Barry---
You make a good point, I completely skipped ICON.
I used Snobol for years and then one day I
wondered if there had been any updates to the
language and ran in to Icon and Unicon, but by
that time Unicon already existed.
Basically I use the Icon subset of Unicon if the
program is very large, but mostly I just use the
string parsing in a single straight program without any function calls.
I never saw the ICON book. I think the online PDF
books are great, normally I find what I need in one of them.
But it is true that if I had to buy a book I would probably stuck to Snobol.
I kind of like Snobol because it reminds me of assembly language programming.
I tell people about Snobol/Icon/Unicon all the
time, because it is such a great tool, but no one is ever interested.
And I don't understand why, because if you need
to manipulate text it is the only way to go.
I have been working on a text related project
recently and tried to do some searches in VBA for Word.
That is really despicable. I just could not get
at what I needed, because you can grab only
characters, words or paragraphs, no LINES because
the lines are in a flow.
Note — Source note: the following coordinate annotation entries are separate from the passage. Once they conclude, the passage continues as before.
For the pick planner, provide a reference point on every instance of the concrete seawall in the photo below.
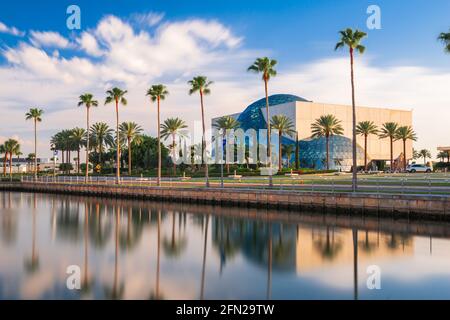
(401, 206)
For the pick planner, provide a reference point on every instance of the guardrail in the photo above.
(327, 184)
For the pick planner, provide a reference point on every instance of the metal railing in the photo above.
(327, 184)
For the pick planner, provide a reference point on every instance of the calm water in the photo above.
(137, 250)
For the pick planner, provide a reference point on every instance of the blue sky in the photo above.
(42, 63)
(294, 30)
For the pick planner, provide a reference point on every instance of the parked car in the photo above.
(413, 168)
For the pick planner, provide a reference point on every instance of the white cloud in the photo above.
(148, 19)
(89, 44)
(10, 30)
(49, 39)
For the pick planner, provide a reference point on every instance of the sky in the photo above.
(134, 44)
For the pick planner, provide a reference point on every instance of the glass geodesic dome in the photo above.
(252, 117)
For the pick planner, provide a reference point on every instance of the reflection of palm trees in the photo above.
(157, 295)
(355, 263)
(174, 247)
(330, 248)
(202, 286)
(86, 283)
(100, 229)
(32, 264)
(117, 290)
(269, 264)
(366, 245)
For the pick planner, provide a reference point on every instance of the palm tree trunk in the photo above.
(365, 152)
(392, 155)
(118, 144)
(78, 161)
(174, 154)
(10, 165)
(269, 149)
(35, 149)
(5, 159)
(87, 144)
(328, 152)
(296, 152)
(159, 144)
(280, 156)
(404, 154)
(204, 140)
(355, 169)
(129, 157)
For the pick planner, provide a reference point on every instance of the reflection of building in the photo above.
(312, 152)
(330, 246)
And then you have to
manipulate either selections or ranges. And then
once you have the ranges then you only have very
primitive string manipulation functions to deal with them.
I asked around various people and no one I know
does any VBA programming in Word, everyone uses VBA with excel.
When I mentioned Snobol/Icon/Unicon to the people
I was talking to about my problem, I got only
blank stares until I got to Snobol and then
everyone says at that point, that they thought
that was just a relic of computing history, and
they are shocked that there were follow on languages in that family.
I had to solve my problem outside of Word. I did
not in this case solve it with Unicon, but with a
concordance program. I have a wonderful
concordance program from
http://www.concordancesoftware.co.uk/ which did
the trick, because the text was so malformed that
it would have taken for ever to write a program
that would recognize all the cases.
But I still had to do a lot of hand manipulation,
in order to create the files I needed from the concordance program output.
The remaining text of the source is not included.